Джули запустила ракету через западное укрепление крепости Боадицеи — это тетя Джорджина посоветовала называть их сооружения именами великих воительниц — и попала в главную башню.
— Шимпанзе? Где?
Но Феба уже рванула к полуразвалившемуся старому пирсу.
В шезлонге под красным пляжным зонтом дремала пожилая негритянка в платье гувернантки, а к зонту за кожаный поводок был привязан шимпанзе. Феба не ошиблась, «настоящий чертяка шимпанзе». Стоит вспугнуть обезьяну, подумалось Джули, и она сметет зонт, как Самсон разрушил капище Дагона. (Ты еврейка, обычно говорил ей папа, когда они заканчивали читать очередную библейскую историю, и должна все это знать.) Прибыв на место, Феба позволила шимпанзе обнюхать ей ноги и попку и в ответ понюхала аналогичные части тела животного. Тут же на песке, как раз на границе тени от зонта, сидел мальчик примерно их возраста. Тень четко разделила худенькое бледное тельце мальчика на темную и светлую половины. Разговаривая с Фебой, он как-то неуклюже улыбался и вдавливал ладони в сырой песок. Мальчик был слепой.

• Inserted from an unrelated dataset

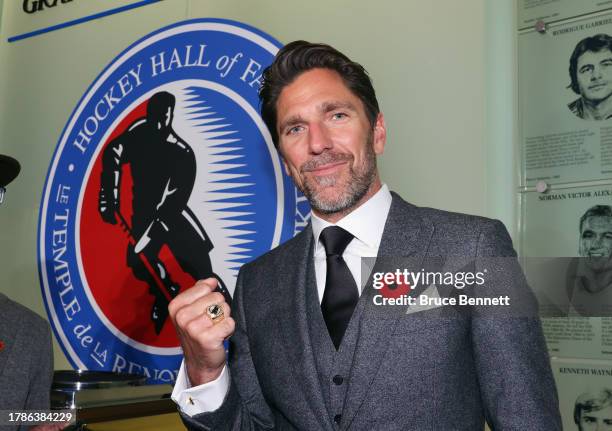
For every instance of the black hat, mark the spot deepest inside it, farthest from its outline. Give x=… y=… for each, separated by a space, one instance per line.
x=9 y=169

У Джули похолодело внутри. Слепой, как Самсон. Слепой, как скала. Слепой, как тот мальчик в зеркальце портсигара.
Тем временем Феба возвращалась в сопровождении шимпанзе и мальчика, державшего обезьяну на поводке, как водный лыжник — трос катера.
— С мартышкой играть нельзя, — объяснила Феба, когда они подошли к замку. Шимпанзе смотрел на Джули огромными влажными желтыми глазами. От него воняло грязными носками. Шерсть местами сбилась в колтуны. — Это мартышка-поводырь, она водит мальчишку.
У Джули по телу вдруг побежали мурашки, наверное, от песка, вдруг попавшего в купальник. Никаких чудес, не уставал повторять папа. А не то ее заберут.
— Не мартышка, а обезьяна, — поправил мальчик, — шимпанзе. — У него были волосы цвета вареной морковки. Круглое лицо, усеянное разнокалиберными веснушками. Глубоко посаженные глаза суетливо бегали, напоминая пару серых мышат, поселившихся в глазницах.
Вылечи его, сказал мистер Вайверн. Мама хочет, чтобы ты это сделала. Лучший друг твоей мамы ни за что не станет тебе лгать…
— Ах да, — спохватилась Феба, — Джули, это Арнольд.